Baltimore Museum of Art



The Baltimore Museum of Art has organized the first comprehensive survey in the United States of Franz West, an internationally acclaimed Austrian artist whose singular vision has resulted in one of the most remarkable bodies of work produced since the 1960s. The exhibition includes 117 objects that reflect West's extraordinary innovations in sculpture, design, and on paper—ranging from early interactive works from the 1970s to an enormous brightly colored object created for this exhibition. 

Known for his intriguing sculptures, provocative collages, and giant outdoor installations, Franz West (b. 1947) has played a critical role in redefining the possibilities of sculpture as a social and environmental experience for the past three decades. His manipulation of found materials, papier-mâché, and furniture is unlike any other in appearance and application. Though fundamentally sculptural in its construction, his work veers towards the biomorphic and prosthetic, mines the intellectualism of Freud and Wittgenstein, and possesses a sly wit and awkward beauty that speaks with equal fluency to the aesthetics of painterly abstraction and trash art.

The exhibition is organized as a series of mini-installations that invite visitors to encounter and occasionally touch a range of objects beginning with a 25-foot tall aluminum sculpture titled The Ego and the Id (2008) making its debut in Baltimore.

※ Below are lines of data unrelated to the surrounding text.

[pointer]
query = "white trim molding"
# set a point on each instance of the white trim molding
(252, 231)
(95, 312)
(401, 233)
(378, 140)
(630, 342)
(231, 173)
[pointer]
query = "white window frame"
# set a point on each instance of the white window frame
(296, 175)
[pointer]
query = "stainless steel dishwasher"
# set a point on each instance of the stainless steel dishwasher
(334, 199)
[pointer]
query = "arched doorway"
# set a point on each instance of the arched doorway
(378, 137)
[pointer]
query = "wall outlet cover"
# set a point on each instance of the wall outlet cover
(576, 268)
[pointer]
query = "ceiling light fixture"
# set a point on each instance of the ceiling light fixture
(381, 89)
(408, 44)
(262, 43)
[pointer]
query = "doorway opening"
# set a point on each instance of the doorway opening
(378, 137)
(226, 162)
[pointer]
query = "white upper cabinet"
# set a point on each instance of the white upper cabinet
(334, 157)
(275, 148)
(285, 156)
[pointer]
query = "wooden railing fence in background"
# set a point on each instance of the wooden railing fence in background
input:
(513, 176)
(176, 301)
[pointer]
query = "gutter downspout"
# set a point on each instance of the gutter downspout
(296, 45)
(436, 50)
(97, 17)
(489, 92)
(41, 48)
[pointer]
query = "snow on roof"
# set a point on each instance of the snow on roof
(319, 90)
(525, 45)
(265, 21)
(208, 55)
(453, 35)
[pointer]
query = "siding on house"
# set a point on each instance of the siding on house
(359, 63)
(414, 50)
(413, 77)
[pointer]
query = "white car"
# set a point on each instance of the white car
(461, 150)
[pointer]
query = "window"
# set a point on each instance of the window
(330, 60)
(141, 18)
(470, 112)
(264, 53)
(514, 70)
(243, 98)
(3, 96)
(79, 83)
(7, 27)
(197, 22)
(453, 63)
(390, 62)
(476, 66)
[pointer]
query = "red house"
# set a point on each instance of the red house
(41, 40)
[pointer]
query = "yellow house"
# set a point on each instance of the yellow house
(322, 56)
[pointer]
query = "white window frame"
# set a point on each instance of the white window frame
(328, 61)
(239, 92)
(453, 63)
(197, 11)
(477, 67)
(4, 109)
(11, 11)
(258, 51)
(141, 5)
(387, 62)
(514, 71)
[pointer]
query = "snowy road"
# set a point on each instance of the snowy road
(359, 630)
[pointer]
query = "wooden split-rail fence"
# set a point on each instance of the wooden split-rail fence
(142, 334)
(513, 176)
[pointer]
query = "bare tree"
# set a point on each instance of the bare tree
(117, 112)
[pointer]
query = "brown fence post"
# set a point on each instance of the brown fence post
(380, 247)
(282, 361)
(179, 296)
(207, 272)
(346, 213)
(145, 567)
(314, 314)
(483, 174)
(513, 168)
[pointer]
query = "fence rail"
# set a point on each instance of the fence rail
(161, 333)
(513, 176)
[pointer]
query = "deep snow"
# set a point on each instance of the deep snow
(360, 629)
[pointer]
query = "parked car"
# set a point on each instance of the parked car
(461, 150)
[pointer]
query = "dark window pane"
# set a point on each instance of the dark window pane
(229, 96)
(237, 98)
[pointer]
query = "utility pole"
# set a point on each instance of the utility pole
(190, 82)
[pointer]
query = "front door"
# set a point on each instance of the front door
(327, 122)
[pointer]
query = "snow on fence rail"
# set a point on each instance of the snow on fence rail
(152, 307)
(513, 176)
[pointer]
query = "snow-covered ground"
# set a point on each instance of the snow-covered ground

Subsequent rooms include cabinets and chairs that infuse the art environment with the culture of bars, cafés, and domestic life (1990s); a large room with papier-mâché groupings and free-standing sculptures; a space with beautiful but precarious-looking works (1980-1990s); and human-scaled plaster sculptures called Adaptives (1970s) tinged by the violet hue of West's floor lamps. Throughout the exhibition, groupings of the artist's collages show the often cheeky influence of comic books, pop culture, and advertising.